Cuando el tiro salía bien, sacudía la cresta brillante contorsionando el cuello, como lo había hecho al llegar. Muchos años más tarde, el acordeonista ciego de Amarcord hizo un gesto semejante, que identifiqué de inmediato y pensé que había olvidado.

No sé cuánto duró el espectáculo, durante cuánto tiempo el amputado fue a patear a la plaza, pero sí que en una ocasión mi padre abrió la puerta de esa habitación –donde atendía a sus clientes–, yo escuché el sonido y me di vuelta.

Achicó los ojos, ofuscados por la claridad que lo golpeaba en la cara, y me preguntó qué hacía ahí, trepado. Le conté y se puso a mi lado para mirar él también; no necesitaba de ningún suplemento y rápidamente se involucró con lo que estaba viendo¡Un partidario de Aramburu! “¡Rafatalla!”. Un doble agente, ahora lo sé.

Lo escuché respirar cada vez con mayor agitación, como si en el medio hubiese muchos hilos que se entrecruzaran: una especie de roce, de saludo, de sujeción. Mi padre miraba, tenaz, negativo, categórico.

Como yo no tenía el hábito de su contigüidad, me sentí incómodo y le hice un comentario acerca de una historia que había leído.

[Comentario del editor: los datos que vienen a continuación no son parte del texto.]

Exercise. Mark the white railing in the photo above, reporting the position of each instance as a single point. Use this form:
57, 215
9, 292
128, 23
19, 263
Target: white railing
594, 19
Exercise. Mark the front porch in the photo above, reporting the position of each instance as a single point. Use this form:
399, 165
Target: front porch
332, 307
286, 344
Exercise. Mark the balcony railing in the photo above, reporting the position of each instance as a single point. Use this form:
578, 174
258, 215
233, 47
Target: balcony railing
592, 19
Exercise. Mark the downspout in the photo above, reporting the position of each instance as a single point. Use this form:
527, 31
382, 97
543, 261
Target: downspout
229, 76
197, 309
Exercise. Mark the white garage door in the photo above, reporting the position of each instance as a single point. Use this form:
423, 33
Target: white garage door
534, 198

Era de un brasileño, Monteiro Lobato, y tenía palabras que me regocijaban y me traían serenidad, como “jaboticabera” o “chirimoya”.

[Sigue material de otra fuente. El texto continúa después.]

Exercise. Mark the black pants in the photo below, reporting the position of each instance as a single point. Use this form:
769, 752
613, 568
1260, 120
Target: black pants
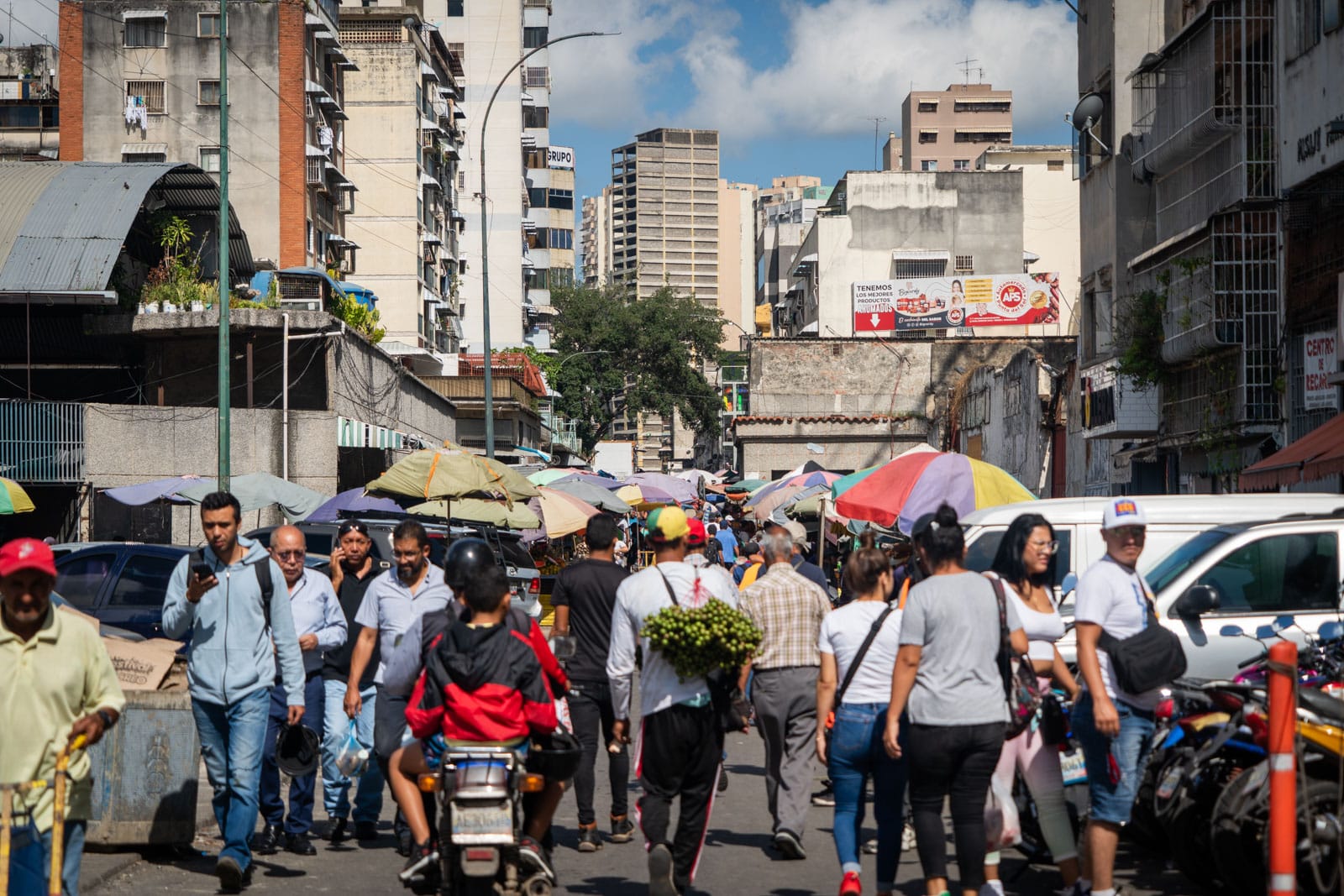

En uno de los volúmenes de la obra, aparecía el Saci, un negrito atropellador de una sola pierna que usaba sobre la cabeza un capuchón rojo y que agriaba la leche en las jarras.

“¿Sabías que el Saci es tan artero, que cuando quiere, a pesar de tener una pierna, las cruza como si fueran dos?”. Mi padre hizo el ademán de mirarme, pero continuó, agitado, con los ojos en la plaza por unos minutos más, estupefacto como si él mismo fuera un mutilado de guerra. Luego, se dio la vuelta y salió como había llegado. Nunca más volvió. Sólo, alguna vez, mi abuela se asomaba, miraba, profería su: “Ahj, ¡rafatalla!” y me dejaba en paz.

Pero ellos siguen allí, por lo que se puede ver, inmutables y, por tanto, de algún modo eternos.